Manusia adalah makhluk yang ‘berkeyakinan’, yakni meyakini adanya benar dan salah. Ia dibekali beberapa sifat untuk mendekati kekuatan yang paling sempurna, ditandai dengan adanya rasa takut, cinta, dan tunduk. Ketiganya biasa kita sebut dengan ‘perangai’ dan mungkin merupakan perangai paling awal yang ditanamkan dalam jiwa manusia [1]. 

Al-Qur’an mengemukakan sebuah contoh tentang rasa rindu manusia kepada kesempurnaan sebagaimana yang dialami Nabi Ibrahim alaihissalam. Pada kasus Nabi Ibrahim alaihissalam, kita dapat melihat gambaran tentang pencarian dan ketundukan manusia terhadap kekuatan supranatural kendatipun sebenarnya tidak mutlak. Kemudian lahirlah bentuk penyembahan terhadap fenomena-fenomena alam, matahari, dan bulan. Sebagaimana dalam firman Allah subhanahu wa ta’ala di Surah Al-An’am (74-79), yang artinya,

    1. Dan (ingatlah) ketika Ibrahim berkata kepada ayahnya, Aazar, “Pantaskah kamu menjadikan berhala-berhala itu sebagai tuhan?” Sesungguhnya aku melihat kamu dan kaummu dalam kesesatan yang nyata.”
    2. Dan demikianlah Kami memperlihatkan kepada Ibrahim kekuasaan (Kami yang terdapat) di langit dan bumi, dan agar dia termasuk orang-orang yang yakin.
    3. Ketika malam telah menjadi gelap, dia (Ibrahim) melihat sebuah bintang (lalu) dia berkata, “Inikah Tuhanku?” Maka ketika bintang itu terbenam dia berkata, “Aku tidak suka kepada yang terbenam.”
    4. Lalu ketika dia melihat bulan terbit dia berkata, “Inikah Tuhanku?”[11] Tetapi ketika bulan itu terbenam dia berkata, “Sungguh, jika Tuhanku tidak memberi petunjuk kepadaku, pastilah aku termasuk orang-orang yang sesat.”
    5. Kemudian ketika dia melihat matahari terbit, dia berkata, “Inikah Tuhanku?”, ini lebih besar.” Tetapi ketika matahari terbenam, dia berkata, “Wahai kaumku! Sungguh, aku berlepas diri dari apa yang kamu persekutukan.”
    6. Aku hadapkan wajahku kepada Allah yang menciptakan langit dan bumi dengan penuh kepasrahan (mengikuti) agama yang benar, dan aku bukanlah termasuk orang-orang musyrik.

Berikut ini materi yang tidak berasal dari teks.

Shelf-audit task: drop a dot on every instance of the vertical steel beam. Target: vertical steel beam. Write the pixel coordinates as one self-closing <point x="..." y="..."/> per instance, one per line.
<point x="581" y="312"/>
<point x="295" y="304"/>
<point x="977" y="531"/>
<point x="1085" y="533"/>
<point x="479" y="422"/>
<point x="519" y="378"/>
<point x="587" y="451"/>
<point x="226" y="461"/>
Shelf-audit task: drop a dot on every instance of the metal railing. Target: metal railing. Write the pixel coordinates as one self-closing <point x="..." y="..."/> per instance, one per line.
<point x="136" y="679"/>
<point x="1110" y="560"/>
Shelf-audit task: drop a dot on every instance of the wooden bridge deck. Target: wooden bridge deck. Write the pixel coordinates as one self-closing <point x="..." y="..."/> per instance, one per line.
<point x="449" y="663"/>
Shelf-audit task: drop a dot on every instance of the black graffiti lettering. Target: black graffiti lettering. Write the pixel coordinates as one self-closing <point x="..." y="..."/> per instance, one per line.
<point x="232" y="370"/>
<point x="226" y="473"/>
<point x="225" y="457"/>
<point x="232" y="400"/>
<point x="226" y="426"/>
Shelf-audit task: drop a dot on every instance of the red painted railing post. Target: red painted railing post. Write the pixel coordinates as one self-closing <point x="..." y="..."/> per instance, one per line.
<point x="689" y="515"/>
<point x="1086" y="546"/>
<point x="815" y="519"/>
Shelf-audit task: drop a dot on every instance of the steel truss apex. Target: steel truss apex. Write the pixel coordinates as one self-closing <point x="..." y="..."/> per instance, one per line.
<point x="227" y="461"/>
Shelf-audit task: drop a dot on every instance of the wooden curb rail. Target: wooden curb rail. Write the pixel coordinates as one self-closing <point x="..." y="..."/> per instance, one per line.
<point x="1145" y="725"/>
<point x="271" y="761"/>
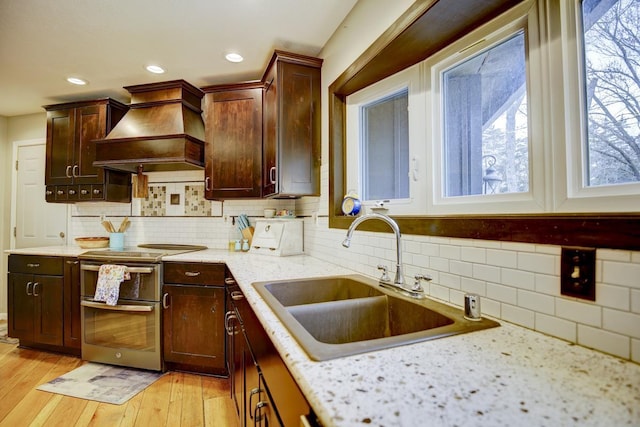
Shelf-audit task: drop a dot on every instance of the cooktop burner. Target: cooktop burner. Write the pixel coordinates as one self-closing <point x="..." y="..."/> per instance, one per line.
<point x="152" y="252"/>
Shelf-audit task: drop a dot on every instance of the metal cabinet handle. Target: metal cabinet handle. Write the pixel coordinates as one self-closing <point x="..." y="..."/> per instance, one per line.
<point x="252" y="393"/>
<point x="228" y="317"/>
<point x="165" y="300"/>
<point x="258" y="417"/>
<point x="272" y="175"/>
<point x="192" y="273"/>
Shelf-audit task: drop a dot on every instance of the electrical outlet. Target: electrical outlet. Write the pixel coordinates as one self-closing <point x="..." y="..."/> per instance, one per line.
<point x="578" y="273"/>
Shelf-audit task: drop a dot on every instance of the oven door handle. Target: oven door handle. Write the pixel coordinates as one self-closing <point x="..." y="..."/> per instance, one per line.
<point x="129" y="307"/>
<point x="91" y="267"/>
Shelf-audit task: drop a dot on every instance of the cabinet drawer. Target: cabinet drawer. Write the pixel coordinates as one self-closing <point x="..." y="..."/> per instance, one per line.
<point x="194" y="273"/>
<point x="36" y="264"/>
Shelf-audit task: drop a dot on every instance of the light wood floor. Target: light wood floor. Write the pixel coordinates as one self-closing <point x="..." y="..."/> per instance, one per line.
<point x="176" y="399"/>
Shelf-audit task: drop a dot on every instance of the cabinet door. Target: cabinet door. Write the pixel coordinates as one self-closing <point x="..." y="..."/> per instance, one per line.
<point x="72" y="323"/>
<point x="299" y="130"/>
<point x="60" y="134"/>
<point x="48" y="310"/>
<point x="194" y="326"/>
<point x="233" y="144"/>
<point x="90" y="124"/>
<point x="270" y="133"/>
<point x="20" y="295"/>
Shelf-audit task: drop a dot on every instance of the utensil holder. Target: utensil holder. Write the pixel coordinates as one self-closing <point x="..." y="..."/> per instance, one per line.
<point x="116" y="240"/>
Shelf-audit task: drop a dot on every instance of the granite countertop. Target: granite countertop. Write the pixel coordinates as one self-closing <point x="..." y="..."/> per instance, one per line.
<point x="501" y="376"/>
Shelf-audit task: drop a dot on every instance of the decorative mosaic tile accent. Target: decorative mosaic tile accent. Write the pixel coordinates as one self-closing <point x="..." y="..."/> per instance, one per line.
<point x="155" y="204"/>
<point x="194" y="202"/>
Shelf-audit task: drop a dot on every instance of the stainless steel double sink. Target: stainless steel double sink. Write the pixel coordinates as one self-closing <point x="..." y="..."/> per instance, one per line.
<point x="338" y="316"/>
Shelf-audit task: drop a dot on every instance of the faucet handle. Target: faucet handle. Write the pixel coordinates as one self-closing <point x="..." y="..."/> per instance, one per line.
<point x="416" y="284"/>
<point x="385" y="275"/>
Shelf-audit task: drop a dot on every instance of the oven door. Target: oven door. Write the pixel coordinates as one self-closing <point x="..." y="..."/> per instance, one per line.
<point x="126" y="334"/>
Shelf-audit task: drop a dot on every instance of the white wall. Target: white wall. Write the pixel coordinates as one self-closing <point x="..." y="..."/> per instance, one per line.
<point x="519" y="283"/>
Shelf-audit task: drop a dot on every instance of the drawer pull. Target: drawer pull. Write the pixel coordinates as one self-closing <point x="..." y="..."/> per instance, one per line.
<point x="237" y="295"/>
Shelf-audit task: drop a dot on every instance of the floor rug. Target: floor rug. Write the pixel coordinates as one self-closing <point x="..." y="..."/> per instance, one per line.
<point x="103" y="383"/>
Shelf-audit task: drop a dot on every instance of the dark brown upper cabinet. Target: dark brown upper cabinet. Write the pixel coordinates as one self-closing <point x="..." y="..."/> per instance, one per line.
<point x="233" y="141"/>
<point x="70" y="175"/>
<point x="291" y="126"/>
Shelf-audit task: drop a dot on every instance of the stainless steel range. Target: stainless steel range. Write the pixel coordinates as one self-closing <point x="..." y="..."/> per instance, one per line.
<point x="128" y="333"/>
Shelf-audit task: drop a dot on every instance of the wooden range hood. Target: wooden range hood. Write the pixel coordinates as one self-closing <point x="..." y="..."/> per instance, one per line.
<point x="162" y="131"/>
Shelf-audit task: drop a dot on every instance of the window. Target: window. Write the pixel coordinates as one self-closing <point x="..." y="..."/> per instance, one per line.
<point x="611" y="39"/>
<point x="485" y="122"/>
<point x="537" y="111"/>
<point x="387" y="149"/>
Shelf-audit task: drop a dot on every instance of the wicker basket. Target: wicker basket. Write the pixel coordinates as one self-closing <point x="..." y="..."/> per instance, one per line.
<point x="92" y="242"/>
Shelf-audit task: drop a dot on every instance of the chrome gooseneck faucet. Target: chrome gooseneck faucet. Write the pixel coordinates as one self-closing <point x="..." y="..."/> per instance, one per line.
<point x="398" y="282"/>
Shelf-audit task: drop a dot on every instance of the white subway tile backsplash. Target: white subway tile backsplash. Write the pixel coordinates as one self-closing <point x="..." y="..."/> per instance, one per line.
<point x="635" y="300"/>
<point x="608" y="342"/>
<point x="486" y="272"/>
<point x="502" y="258"/>
<point x="518" y="315"/>
<point x="621" y="322"/>
<point x="518" y="278"/>
<point x="539" y="303"/>
<point x="537" y="263"/>
<point x="473" y="254"/>
<point x="588" y="314"/>
<point x="547" y="284"/>
<point x="560" y="328"/>
<point x="502" y="293"/>
<point x="613" y="296"/>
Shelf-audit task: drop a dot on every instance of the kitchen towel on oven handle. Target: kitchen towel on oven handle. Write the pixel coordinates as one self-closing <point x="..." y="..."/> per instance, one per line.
<point x="108" y="286"/>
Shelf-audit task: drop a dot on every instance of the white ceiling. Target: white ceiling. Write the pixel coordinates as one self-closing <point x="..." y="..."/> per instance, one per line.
<point x="109" y="42"/>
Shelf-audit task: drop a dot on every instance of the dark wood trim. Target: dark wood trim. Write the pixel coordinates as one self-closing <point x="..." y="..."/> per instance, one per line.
<point x="424" y="29"/>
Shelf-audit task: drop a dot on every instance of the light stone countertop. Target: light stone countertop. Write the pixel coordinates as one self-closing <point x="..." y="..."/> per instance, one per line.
<point x="502" y="376"/>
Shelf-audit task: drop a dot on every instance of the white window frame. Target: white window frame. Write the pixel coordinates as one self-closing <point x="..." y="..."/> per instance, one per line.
<point x="572" y="195"/>
<point x="406" y="79"/>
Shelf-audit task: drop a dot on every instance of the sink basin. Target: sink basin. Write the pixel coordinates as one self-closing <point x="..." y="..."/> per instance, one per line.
<point x="338" y="316"/>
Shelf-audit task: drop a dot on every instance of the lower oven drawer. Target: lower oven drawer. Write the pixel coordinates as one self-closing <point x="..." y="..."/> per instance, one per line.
<point x="144" y="282"/>
<point x="127" y="334"/>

Dari ayat di atas, kita memahami bahwa Tuhan sudah tentu mempunyai kemampuan dan bersifat kekal. Sifat kekal hanya dimiliki oleh Allah subhanahu wa ta’ala saja dan tidak mungkin dimiliki oleh makhluk. Fenomena-fenomena lain adalah lenyapnya ‘tuhan-tuhan’ itu dalam pandangan Nabi Ibrahim alaihissalam. Sementara itu, tetapnya kemampuan Sang Pencipta tercermin pada fenomena-fenomena makhluk dan dalam kekekalan wujud dan ciptaan. Ini merupakan sebab awal dan terpenting dari lahirnya kepercayaan, yaitu bahwa manusia tidak dapat merealisasikan kemanusiaannya dalam hidup kecuali dengan iman. 

Sebab, memercayai sesuatu atau mengingkarinya adalah yang memberi arti pada perbuatan manusia, apakah perbuatan itu perlu, tidak perlu, atau hanya sekadar main-main belaka. Dimensi kepercayaan ini mengorganisir hubungan manusia dengan dirinya, bahkan hingga dimensi sosial. Kepercayaan itulah yang kelak memberi posisi antara dirinya dan sesuatu. Maka, dalam hal ini manusia dibagi menjadi dua kategori, yaitu: yang percaya terhadap sesuatu dan yang mengingkarinya. Mereka diperlakukan berdasarkan prinsip dasar ini.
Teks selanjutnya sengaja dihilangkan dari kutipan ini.